Michel On Air. Une célébration de Michel Petrucciani

Qui ne connaît, au-delà du cercle des amateurs de jazz, Michel Petrucciani ? Il fut l’un des musiciens les plus médiatisés de son époque. Pour son talent, bien sûr, mais aussi, parfois, pour de mauvaises raisons : son handicap physique qui suscitait un voyeurisme malsain, rendait improbables sa vigueur, son brio, son humour et cette joie de vivre émanant de la moindre note tirée de son piano. Déjà quinze ans qu’il a disparu. Il venait d’avoir tente-six ans. Son talent d’instrumentiste, mais aussi de compositeur, lui avait valu une réputation internationale que quelques-uns de ses aînés pouvaient lui envier. Faut-il rappeler qu’il mena une carrière fulgurante, côtoyant de grands musiciens américains, se produisant sur les scènes du monde entier, enregistrant de nombreux disques dans des contextes divers et à la tête de son propre trio. Virtuosité étincelante, sens du swing, des dynamiques et de la mélodie, toucher incisif et puissant. Pour l’anecdote, il fut le premier musicien non-américain à signer sur le prestigieux label Blue Note. Une référence qui vaut tous les commentaires.

 

Il n’était donc que justice de rendre hommage à ce Méditerranéen, né à Orange, fils d’un Napolitain lui-même musicien de jazz, élevé dans une région qui avait, à l’évidence, donné à ses compositions des couleurs et une chaleur particulières. Un accent. Cet hommage ne pouvait être le fait que de musiciens en parfaite empathie avec lui. Non seulement avec sa musique, mais avec l’univers coloré dans lequel avait baigné son enfance. C’est le cas de ce quartette où se côtoient des Italiens et un Français. Composé de musiciens qui entretiennent les uns avec les autres des liens étroits.

 

Fabrizio Bosso, distingué sur la scène italienne dès 1999, est à l’heure actuelle, avec ses compatriotes Paolo Fresu et Flavio Boltro, l’un des meilleurs trompettistes européens, recherché par des Américains de l’envergure de Charlie Haden, Carla Bley ou Dave Liebman. Nourri de toute l’histoire du jazz, il se situe dans la lignée des pionniers du hard bop, les Clifford Brown et Freddie Hubbard. Sa sonorité chaleureuse et son art de l’improvisation en font l’interprète inspiré d’une musique empreinte d’allégresse. Ce qui ne signifie nullement qu’elle est dénuée de profondeur. Au contraire, un certain sens du tragique affleure au détour de quelques phrases.

 

Le trio qui l’accompagne est, en tous points, digne de lui.

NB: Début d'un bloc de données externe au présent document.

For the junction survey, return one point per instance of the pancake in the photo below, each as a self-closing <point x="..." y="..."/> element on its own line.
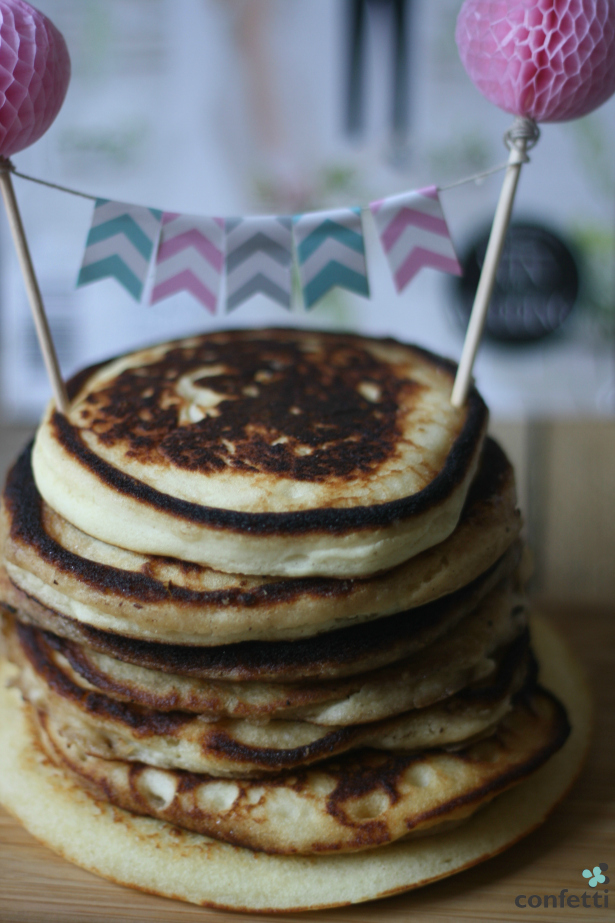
<point x="242" y="749"/>
<point x="167" y="600"/>
<point x="163" y="859"/>
<point x="175" y="739"/>
<point x="362" y="800"/>
<point x="341" y="653"/>
<point x="278" y="452"/>
<point x="465" y="655"/>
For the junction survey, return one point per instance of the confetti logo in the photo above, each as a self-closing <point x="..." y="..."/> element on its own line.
<point x="598" y="900"/>
<point x="596" y="875"/>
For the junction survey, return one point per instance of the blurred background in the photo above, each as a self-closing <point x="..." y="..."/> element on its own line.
<point x="227" y="107"/>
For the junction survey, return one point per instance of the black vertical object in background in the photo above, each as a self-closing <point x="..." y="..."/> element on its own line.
<point x="397" y="11"/>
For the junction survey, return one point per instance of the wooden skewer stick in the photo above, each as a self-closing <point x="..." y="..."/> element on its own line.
<point x="34" y="295"/>
<point x="522" y="135"/>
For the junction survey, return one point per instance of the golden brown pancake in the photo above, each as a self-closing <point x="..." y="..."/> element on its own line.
<point x="161" y="858"/>
<point x="345" y="652"/>
<point x="111" y="727"/>
<point x="169" y="600"/>
<point x="284" y="452"/>
<point x="355" y="802"/>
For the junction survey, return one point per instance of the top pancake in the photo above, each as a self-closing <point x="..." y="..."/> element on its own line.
<point x="277" y="452"/>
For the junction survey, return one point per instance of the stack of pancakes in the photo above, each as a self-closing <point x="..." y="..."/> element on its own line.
<point x="264" y="586"/>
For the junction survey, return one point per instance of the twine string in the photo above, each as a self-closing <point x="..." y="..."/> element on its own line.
<point x="7" y="166"/>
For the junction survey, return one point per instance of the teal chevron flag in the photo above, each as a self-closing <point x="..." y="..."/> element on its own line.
<point x="120" y="245"/>
<point x="330" y="252"/>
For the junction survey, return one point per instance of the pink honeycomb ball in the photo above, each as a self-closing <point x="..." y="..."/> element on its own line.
<point x="34" y="75"/>
<point x="549" y="60"/>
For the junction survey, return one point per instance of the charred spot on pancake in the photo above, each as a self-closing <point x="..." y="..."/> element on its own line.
<point x="144" y="722"/>
<point x="267" y="404"/>
<point x="349" y="451"/>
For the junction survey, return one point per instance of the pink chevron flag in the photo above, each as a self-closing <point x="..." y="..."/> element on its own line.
<point x="414" y="234"/>
<point x="190" y="258"/>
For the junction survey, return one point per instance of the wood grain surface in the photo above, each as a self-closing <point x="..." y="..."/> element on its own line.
<point x="36" y="885"/>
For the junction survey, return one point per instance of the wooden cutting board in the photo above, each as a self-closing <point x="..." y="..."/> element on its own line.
<point x="38" y="887"/>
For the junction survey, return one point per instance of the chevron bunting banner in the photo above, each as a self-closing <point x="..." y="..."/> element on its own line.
<point x="190" y="257"/>
<point x="414" y="234"/>
<point x="120" y="245"/>
<point x="331" y="252"/>
<point x="258" y="259"/>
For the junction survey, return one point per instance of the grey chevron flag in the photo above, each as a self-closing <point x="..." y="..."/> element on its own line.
<point x="258" y="259"/>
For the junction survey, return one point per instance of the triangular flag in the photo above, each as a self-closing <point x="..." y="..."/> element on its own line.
<point x="120" y="245"/>
<point x="258" y="259"/>
<point x="330" y="252"/>
<point x="414" y="234"/>
<point x="190" y="258"/>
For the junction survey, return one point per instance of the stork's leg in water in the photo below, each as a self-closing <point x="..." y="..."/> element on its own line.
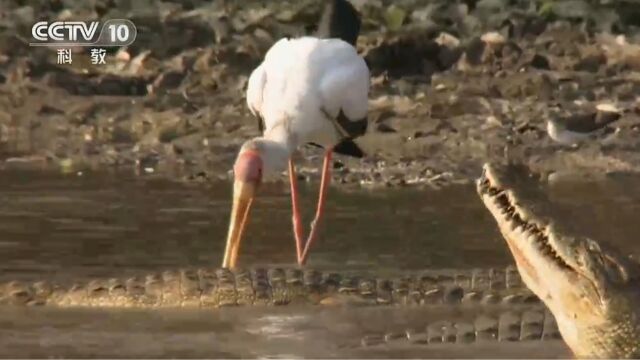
<point x="324" y="185"/>
<point x="298" y="230"/>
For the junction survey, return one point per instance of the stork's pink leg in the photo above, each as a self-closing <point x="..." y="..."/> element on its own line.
<point x="298" y="230"/>
<point x="324" y="185"/>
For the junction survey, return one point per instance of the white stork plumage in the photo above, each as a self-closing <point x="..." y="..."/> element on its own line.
<point x="307" y="90"/>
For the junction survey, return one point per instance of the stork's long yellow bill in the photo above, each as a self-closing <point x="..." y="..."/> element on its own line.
<point x="243" y="193"/>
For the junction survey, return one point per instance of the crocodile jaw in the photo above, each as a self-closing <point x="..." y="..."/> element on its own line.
<point x="594" y="305"/>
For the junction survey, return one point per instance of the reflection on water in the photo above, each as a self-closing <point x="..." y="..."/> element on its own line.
<point x="67" y="226"/>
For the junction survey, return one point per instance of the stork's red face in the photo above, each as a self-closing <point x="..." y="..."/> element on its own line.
<point x="248" y="175"/>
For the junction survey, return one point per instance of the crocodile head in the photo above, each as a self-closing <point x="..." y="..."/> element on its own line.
<point x="592" y="291"/>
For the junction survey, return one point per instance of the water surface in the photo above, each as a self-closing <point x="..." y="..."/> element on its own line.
<point x="74" y="227"/>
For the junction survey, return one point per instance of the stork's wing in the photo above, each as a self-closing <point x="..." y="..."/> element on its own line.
<point x="345" y="96"/>
<point x="255" y="88"/>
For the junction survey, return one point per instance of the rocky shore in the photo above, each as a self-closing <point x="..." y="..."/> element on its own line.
<point x="454" y="84"/>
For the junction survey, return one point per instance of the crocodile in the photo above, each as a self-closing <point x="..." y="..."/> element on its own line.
<point x="511" y="326"/>
<point x="592" y="289"/>
<point x="209" y="288"/>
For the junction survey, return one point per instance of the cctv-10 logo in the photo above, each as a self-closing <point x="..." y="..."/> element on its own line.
<point x="114" y="32"/>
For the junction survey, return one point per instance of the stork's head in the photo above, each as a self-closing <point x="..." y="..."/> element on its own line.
<point x="257" y="158"/>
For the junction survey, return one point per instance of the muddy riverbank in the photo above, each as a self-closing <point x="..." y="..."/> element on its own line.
<point x="454" y="84"/>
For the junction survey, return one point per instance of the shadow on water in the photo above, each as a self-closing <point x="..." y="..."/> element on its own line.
<point x="66" y="226"/>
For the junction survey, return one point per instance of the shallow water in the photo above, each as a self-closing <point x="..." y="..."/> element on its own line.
<point x="68" y="226"/>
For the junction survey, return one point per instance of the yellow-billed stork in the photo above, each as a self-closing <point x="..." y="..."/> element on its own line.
<point x="308" y="90"/>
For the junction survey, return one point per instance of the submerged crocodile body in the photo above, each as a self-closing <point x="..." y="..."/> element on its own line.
<point x="208" y="288"/>
<point x="530" y="325"/>
<point x="593" y="291"/>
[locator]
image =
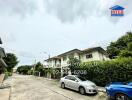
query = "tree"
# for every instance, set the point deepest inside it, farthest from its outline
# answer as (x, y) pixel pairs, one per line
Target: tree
(116, 49)
(125, 53)
(73, 63)
(11, 61)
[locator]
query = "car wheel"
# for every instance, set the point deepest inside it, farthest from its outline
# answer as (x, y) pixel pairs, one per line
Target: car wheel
(121, 96)
(82, 90)
(63, 85)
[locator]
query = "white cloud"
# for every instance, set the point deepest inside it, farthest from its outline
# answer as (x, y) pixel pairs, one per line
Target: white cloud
(21, 7)
(71, 10)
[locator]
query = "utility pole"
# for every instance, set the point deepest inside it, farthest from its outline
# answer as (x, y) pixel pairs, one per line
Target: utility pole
(34, 67)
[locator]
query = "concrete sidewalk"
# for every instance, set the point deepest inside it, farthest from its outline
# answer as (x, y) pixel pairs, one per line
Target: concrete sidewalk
(4, 94)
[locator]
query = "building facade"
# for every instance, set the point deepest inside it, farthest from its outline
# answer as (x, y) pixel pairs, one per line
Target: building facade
(90, 54)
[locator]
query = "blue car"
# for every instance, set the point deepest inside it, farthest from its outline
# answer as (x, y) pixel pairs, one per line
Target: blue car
(119, 91)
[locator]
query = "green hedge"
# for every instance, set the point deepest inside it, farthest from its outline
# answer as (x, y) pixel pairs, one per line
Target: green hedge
(105, 72)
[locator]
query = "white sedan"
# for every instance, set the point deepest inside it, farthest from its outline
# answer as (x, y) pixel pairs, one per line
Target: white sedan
(78, 83)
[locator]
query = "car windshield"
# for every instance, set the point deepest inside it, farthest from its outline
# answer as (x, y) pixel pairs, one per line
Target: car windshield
(81, 78)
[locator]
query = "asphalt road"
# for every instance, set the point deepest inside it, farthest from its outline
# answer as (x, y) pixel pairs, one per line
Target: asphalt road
(35, 88)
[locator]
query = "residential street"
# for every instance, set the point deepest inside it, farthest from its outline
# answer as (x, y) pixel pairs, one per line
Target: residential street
(35, 88)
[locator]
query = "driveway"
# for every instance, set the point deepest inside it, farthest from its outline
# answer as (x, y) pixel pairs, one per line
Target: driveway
(35, 88)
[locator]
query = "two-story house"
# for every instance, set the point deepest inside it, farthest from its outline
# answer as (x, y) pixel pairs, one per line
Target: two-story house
(90, 54)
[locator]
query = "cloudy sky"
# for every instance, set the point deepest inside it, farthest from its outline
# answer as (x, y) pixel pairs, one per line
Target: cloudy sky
(32, 29)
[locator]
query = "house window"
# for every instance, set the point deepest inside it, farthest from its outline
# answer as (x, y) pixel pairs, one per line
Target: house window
(89, 56)
(64, 58)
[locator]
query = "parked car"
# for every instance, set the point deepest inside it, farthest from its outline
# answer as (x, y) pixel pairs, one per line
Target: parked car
(119, 91)
(78, 83)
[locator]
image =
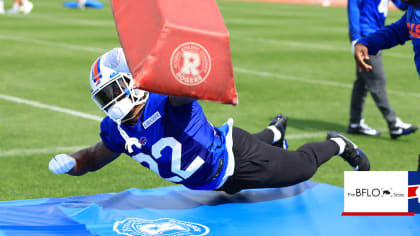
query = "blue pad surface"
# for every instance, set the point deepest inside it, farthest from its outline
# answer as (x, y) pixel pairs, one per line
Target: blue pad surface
(309, 208)
(89, 3)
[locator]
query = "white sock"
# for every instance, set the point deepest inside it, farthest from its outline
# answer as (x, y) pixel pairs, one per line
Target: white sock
(277, 134)
(15, 5)
(341, 144)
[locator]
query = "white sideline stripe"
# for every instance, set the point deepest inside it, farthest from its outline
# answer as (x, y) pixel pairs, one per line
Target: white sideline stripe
(38, 151)
(317, 82)
(47, 43)
(238, 69)
(317, 46)
(49, 107)
(314, 46)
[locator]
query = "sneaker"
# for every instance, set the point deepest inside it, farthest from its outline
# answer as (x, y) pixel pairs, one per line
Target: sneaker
(363, 129)
(27, 7)
(418, 167)
(1, 7)
(280, 122)
(352, 154)
(81, 4)
(400, 128)
(14, 9)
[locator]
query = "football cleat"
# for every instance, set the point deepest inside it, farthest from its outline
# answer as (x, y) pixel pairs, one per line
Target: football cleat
(14, 10)
(418, 167)
(400, 128)
(27, 7)
(363, 129)
(352, 154)
(280, 122)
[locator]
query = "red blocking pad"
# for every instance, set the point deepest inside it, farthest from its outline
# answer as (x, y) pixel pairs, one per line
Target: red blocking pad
(177, 47)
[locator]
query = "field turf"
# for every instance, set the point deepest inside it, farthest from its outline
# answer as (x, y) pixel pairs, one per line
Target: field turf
(293, 59)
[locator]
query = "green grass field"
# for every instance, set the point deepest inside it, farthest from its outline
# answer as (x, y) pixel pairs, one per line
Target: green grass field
(293, 59)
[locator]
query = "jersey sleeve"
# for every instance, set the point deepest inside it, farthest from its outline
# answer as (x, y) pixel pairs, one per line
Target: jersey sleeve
(109, 136)
(402, 6)
(387, 37)
(353, 15)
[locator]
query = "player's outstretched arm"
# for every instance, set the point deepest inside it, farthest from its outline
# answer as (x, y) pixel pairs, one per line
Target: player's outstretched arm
(361, 54)
(85, 160)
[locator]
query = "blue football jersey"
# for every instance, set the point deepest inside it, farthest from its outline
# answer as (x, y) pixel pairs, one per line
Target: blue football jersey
(406, 28)
(178, 143)
(367, 16)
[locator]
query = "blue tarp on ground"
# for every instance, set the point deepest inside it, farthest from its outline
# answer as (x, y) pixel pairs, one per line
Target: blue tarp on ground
(308, 208)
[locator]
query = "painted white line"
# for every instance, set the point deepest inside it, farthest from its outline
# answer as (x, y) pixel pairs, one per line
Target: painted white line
(306, 135)
(49, 107)
(38, 151)
(316, 82)
(315, 46)
(49, 44)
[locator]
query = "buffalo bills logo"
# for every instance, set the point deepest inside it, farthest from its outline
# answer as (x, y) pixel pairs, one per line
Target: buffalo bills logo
(143, 141)
(113, 74)
(165, 226)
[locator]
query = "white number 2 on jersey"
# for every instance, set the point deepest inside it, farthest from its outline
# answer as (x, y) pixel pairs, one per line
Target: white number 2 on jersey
(383, 7)
(175, 162)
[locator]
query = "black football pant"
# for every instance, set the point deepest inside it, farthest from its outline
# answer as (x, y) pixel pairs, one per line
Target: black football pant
(259, 164)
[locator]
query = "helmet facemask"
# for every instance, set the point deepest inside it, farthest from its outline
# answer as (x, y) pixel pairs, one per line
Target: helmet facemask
(118, 97)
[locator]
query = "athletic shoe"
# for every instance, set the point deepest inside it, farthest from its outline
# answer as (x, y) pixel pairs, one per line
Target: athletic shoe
(418, 167)
(400, 128)
(363, 129)
(280, 122)
(14, 9)
(27, 7)
(352, 154)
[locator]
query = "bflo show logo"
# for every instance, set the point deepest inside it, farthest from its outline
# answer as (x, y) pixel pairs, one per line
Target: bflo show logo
(382, 193)
(374, 192)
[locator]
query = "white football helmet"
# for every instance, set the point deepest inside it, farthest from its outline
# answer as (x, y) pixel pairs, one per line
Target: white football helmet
(112, 86)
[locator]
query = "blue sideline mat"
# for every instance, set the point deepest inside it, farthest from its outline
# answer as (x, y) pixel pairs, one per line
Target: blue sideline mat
(89, 3)
(308, 208)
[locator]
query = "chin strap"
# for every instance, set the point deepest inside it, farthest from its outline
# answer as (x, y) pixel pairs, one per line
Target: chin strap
(129, 141)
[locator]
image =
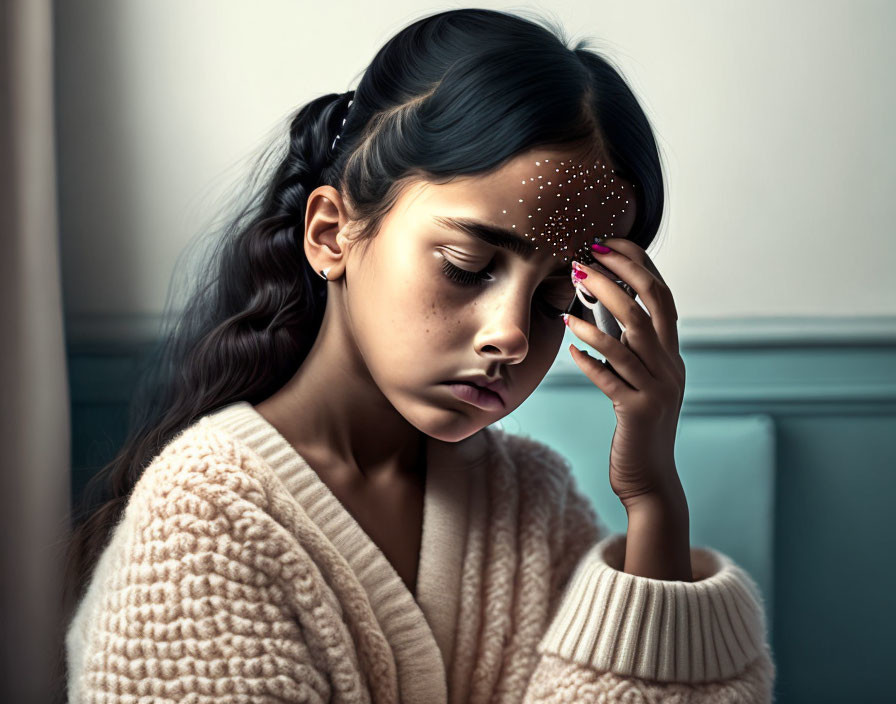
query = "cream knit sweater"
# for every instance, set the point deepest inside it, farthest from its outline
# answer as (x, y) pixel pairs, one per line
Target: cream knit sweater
(235, 575)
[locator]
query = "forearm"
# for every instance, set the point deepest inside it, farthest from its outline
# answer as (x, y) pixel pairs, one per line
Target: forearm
(658, 542)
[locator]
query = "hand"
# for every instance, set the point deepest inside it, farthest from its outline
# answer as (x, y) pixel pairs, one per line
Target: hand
(646, 384)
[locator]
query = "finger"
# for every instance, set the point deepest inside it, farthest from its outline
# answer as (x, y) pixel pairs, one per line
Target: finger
(639, 272)
(608, 381)
(642, 336)
(626, 363)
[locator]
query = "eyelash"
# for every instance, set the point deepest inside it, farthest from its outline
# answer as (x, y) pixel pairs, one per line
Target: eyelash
(477, 278)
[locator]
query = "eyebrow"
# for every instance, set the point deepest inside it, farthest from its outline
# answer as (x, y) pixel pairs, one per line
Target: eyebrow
(494, 235)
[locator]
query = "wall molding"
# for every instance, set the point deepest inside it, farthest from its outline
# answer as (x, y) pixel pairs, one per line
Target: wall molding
(793, 365)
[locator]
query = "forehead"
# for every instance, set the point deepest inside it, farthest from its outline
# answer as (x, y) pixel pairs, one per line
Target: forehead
(559, 201)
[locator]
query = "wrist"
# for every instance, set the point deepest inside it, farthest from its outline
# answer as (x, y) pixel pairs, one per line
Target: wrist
(669, 502)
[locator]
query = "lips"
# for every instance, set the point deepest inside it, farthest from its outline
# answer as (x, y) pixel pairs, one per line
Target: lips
(477, 395)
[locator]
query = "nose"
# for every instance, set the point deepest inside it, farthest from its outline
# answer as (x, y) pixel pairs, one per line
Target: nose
(505, 335)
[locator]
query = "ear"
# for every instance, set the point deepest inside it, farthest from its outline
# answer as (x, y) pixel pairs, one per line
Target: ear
(324, 241)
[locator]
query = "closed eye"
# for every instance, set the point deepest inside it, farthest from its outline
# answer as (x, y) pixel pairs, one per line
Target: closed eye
(465, 277)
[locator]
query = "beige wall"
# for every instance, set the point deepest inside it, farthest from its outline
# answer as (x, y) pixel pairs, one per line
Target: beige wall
(774, 121)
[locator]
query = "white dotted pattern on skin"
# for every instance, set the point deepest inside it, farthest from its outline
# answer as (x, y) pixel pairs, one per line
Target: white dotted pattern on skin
(558, 226)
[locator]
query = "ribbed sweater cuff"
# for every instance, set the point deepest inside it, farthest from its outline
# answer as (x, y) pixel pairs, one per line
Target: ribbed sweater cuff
(671, 631)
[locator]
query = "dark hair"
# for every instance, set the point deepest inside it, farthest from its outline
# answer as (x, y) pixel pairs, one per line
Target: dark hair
(457, 92)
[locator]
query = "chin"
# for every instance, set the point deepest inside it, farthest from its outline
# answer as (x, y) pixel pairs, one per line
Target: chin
(452, 425)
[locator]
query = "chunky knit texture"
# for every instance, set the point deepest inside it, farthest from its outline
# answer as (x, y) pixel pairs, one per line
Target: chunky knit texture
(235, 575)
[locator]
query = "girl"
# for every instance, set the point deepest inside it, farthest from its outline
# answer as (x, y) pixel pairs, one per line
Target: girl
(315, 504)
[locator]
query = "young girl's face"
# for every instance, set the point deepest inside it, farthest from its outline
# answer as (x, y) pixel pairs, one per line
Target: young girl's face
(429, 302)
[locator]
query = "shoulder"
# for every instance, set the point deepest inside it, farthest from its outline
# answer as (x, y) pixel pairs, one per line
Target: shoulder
(205, 462)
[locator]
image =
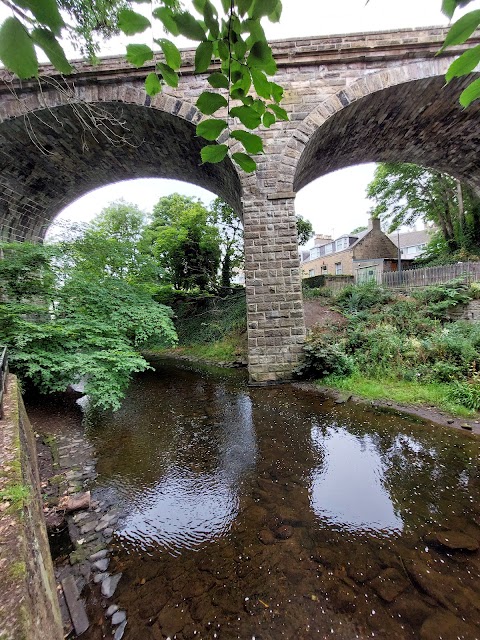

Le pianiste Alessandro Collina fait carrière en Italie et en Europe après des études de jazz au conservatoire de Nice. Fondateur d’un trio avec les deux frères de Michel, Louis et Philippe Petrucciani, l’un guitariste, l’autre contrebassiste, il fait, en quelque sorte, partie de la famille. En outre, accompagnateur, lui aussi, de jazzmen américains lors de leurs tournées européennes. Ce qui est aussi le cas de Marc Peillon, contrebassiste puissant au tempo immuable qui a joué avec tout ce que la Côte d’Azur compte de musiciens de jazz, mais aussi avec des Italiens, les saxophonistes Max Ionata et Matia Cigalini. Quant au batteur Rodolfo Cervetto, son expérience s’étend du jazz traditionnel à l’orchestre symphonique en passant par le trio. On ne compte plus ses collaborations tant avec ses compatriotes, tel Stefano Di Battista, qu’avec des musiciens d’Outre-Atlantique, Gary Bartz, Benny Golson ou Paul Jeffrey, entre autres.

 

Le plus remarquable dans l’aventure, c’est que chacun reste lui-même, sans chercher à faire du « la manière de », comme disait Céline. Sans que cette liberté de mouvement nuise en quelque manière à la cohésion du trio, base d’envol idéale pour le trompettiste. Lequel pare des plus vives couleurs la musique de Michel Petrucciani. Elle fournit l’essentiel du répertoire, du lancinant Cantabile à I Wrote You A Song en passant par Play Me, Guadeloupe, ou encore Brazilian Like, témoignage de la dilection du compositeur pour les thèmes et les rythmes d’Amérique latine. Pour faire bonne mesure, deux standards qui contribuèrent l’un et l’autre au succès du Duke Ellington Orchestra, Take The A Train de Billy Strayhorn, qui fut longtemps le morceau signature de l’orchestre, et In A Sentimental Mood de Duke lui-même. Un album à recommander sans réserve.

 

Jacques Aboucaya

 

Alessandro Collina, Rodolfo Cervetto, Marc Peillon, Fabrizio Bosso, Michel On Air. 1 CD Pepita Musiques et Cultures, enregistré à Gènes en octobre 2013, distribution EGEA/ITI Records.